Cao et al. (2024) propose RA-LLM, a defense that wraps a deployed model with a robustly-aligned response head: candidate completions from the underlying policy are screened against an alignment classifier that has itself been hardened against adversarial prompts, and only completions that pass are returned. The technique illustrates the broader pattern of inference-time alignment — placing alignment guarantees at decoding rather than only at training — and gives empirical evidence that alignment training on its own does not reliably transfer to adversarial inputs.

Beyond Helpfulness: Reasoning as a Reinforced Objective

Preference-based training generalises beyond helpfulness and harmlessness. Trung et al. (2024) introduce ReFT (Reinforced Fine-Tuning) for chain-of-thought reasoning: starting from a model already supervised-fine-tuned on chain-of-thought traces, ReFT optimises the policy with PPO using the eventual answer correctness as the reward signal. The result is improved reasoning generalisation compared to SFT alone, with the same training data, and demonstrates that the RLHF machinery is general — once a verifiable reward is available, the policy-gradient pipeline can sharpen any task on which the base model has non-trivial capability. ReFT prefigures the wave of RL with verifiable rewards that drives current frontier reasoning models, where the reward is no longer a fitted preference model but a programmatic checker.
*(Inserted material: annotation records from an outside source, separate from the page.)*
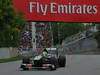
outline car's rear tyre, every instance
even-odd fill
[[[58,67],[58,60],[54,57],[51,58],[51,66],[50,66],[50,70],[56,70]]]
[[[28,71],[29,70],[29,68],[23,68],[23,71]]]
[[[50,70],[51,70],[51,71],[56,70],[56,66],[55,66],[54,64],[52,64],[52,65],[50,66]]]
[[[23,64],[29,64],[30,63],[30,59],[29,58],[23,58],[22,63]]]
[[[66,66],[66,57],[65,56],[59,56],[58,62],[59,62],[60,67],[65,67]]]

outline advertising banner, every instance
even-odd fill
[[[13,0],[27,21],[100,22],[99,0]]]

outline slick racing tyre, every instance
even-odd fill
[[[23,64],[29,64],[30,63],[30,59],[29,58],[23,58],[22,63]]]
[[[50,66],[50,70],[56,70],[58,67],[58,61],[56,58],[52,57],[51,58],[51,66]]]
[[[65,67],[66,66],[66,57],[65,56],[59,56],[58,62],[59,62],[60,67]]]

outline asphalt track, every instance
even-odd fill
[[[21,61],[0,63],[0,75],[100,75],[100,55],[67,55],[65,68],[20,71]]]

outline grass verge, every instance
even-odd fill
[[[5,58],[5,59],[0,59],[0,63],[7,63],[7,62],[12,62],[12,61],[17,61],[21,60],[23,57],[22,56],[16,56],[12,58]]]

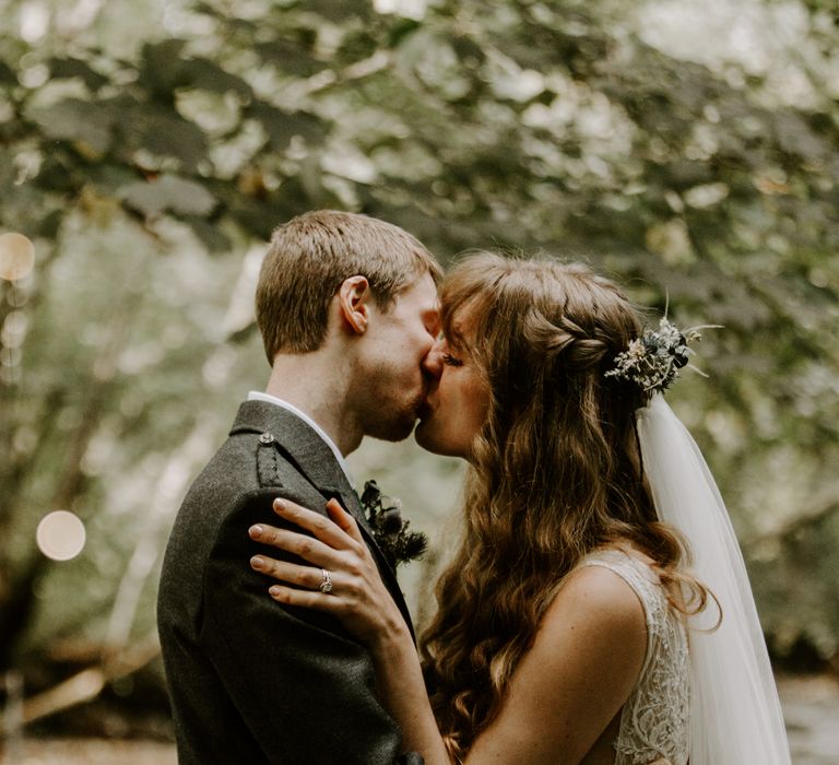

Open Methodological Questions

Alignment methodology continues to move quickly. Open questions include: how to scale preference collection without flattening it through aggregation; how to mitigate reward hacking when the reward model is differentiable through the policy; how to detect and reduce sycophancy — the policy’s tendency to agree with the user rather than the truth; how to combine SFT, RLHF/DPO, and RL-with-verifiable-rewards into a single coherent pipeline; and how to evaluate alignment without leaking the evaluation set into the training data via the model deployer’s own labellers. The field’s centre of gravity is shifting from “is the trained model helpful” to “is the trained model helpful, harmless, honest, and its alignment properties demonstrably robust to red-teaming,” with the latter requirement establishing a tight coupling to the work surveyed in the red-teaming topic.